Ovshinsky knew that the transistor works by controlling a crystal’s conductivity. If you apply energy in the form of an electric field, you can switch the crystal from blocking the flow of electric current to conducting it. Perhaps, he thought, energy – whether light, electricity or even heat – could do similar things to an amorphous solid. Perhaps it would jolt the atoms into a more useful arrangement, and give the solid some interesting properties. Perhaps it would even be reversible. His early experience with the development of the lathe had taught Ovshinsky that crazy ideas need more than an enthusiastic advocate: they need a prototype. And so he set about trying to create his own amorphous version of the transistor.
Eventually, it worked. Ovshinsky’s threshold switch was a thin film of amorphous material sandwiched between two metal conductors. When a large enough voltage was applied across these conductors, the amorphous material would become a crystal. That changed it from being an insulator to being a conductor, just like that. When the voltage was reduced, it would switch back.
As if that wasn’t revolutionary enough, Ovshinsky created another material in which the switch between conducting and insulating states didn’t need a continuous flow of electrical power. You hit the material with a burst of electricity, and it went from one state to the other and would stay in whatever state you left it until you applied another voltage. The technology is a kind of non-volatile memory, the kind used in the memory sticks that you plug into your USB drive to transfer stored data. Ovshinsky’s patent has now been licensed by the chip-maker Intel, among others.

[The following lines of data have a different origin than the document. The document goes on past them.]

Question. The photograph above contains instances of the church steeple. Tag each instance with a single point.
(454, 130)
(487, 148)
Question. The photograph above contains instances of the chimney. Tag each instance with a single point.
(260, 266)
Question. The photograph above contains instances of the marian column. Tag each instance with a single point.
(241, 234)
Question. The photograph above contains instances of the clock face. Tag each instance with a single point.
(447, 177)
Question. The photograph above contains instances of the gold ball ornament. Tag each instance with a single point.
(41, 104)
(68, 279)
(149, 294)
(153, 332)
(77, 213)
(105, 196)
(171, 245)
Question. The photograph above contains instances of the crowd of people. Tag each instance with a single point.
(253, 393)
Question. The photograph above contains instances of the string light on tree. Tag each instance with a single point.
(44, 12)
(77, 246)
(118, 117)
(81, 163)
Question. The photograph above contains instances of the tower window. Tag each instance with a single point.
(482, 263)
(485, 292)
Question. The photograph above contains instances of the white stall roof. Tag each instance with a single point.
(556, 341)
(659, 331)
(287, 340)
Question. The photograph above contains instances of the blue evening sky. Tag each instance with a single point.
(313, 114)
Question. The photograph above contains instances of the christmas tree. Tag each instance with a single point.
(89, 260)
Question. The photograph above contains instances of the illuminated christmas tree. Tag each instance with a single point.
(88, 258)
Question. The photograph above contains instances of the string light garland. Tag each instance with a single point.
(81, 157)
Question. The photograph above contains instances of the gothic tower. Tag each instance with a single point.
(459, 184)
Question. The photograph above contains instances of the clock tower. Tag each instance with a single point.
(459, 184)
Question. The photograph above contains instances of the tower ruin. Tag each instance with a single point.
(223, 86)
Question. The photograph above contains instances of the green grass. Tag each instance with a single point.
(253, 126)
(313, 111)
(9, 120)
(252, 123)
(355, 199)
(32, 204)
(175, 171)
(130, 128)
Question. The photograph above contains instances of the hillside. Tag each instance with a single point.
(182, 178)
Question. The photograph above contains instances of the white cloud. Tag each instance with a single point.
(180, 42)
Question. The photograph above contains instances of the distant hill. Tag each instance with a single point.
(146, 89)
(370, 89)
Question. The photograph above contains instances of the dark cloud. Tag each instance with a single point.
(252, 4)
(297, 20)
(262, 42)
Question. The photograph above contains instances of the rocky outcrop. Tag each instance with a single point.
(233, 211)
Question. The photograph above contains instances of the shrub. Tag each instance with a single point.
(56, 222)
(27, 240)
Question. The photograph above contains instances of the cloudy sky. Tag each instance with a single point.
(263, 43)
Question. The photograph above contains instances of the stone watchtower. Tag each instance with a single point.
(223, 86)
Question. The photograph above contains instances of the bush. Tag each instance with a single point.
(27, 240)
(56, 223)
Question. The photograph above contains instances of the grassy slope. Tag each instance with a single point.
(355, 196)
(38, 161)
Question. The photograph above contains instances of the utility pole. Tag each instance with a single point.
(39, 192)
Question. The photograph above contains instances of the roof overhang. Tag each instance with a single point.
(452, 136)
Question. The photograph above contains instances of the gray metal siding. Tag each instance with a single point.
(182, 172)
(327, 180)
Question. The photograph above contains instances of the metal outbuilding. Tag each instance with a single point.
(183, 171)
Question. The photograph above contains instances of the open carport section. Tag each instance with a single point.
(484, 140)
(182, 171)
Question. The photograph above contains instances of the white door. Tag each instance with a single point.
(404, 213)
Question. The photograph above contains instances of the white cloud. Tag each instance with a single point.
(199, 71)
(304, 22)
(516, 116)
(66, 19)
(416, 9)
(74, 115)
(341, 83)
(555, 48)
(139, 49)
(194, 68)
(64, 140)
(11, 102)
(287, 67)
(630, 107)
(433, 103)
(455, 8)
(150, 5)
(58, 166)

In the United States of the 1960s, however, no one who mattered put any credence in Ovshinsky’s claims. Getting amorphous materials to switch between conducting and insulating states was thought to be impossible, so no one believed Ovshinsky when he said he had got it to work.
A February 1970 article in the magazine Science & Mechanics illustrates the reaction of the scientific establishment. It was called ‘The Ovshinsky Invention’, and examined his claim that if you applied a voltage to a particular type of glass, it would conduct electricity. If this was true, it was a discovery that would threaten the newly established dominance of the silicon transistor. The article’s subtitle made clear the mood of the time: ‘Is it greater than the transistor, or is this self-taught engineer a fraud as the big companies claim?’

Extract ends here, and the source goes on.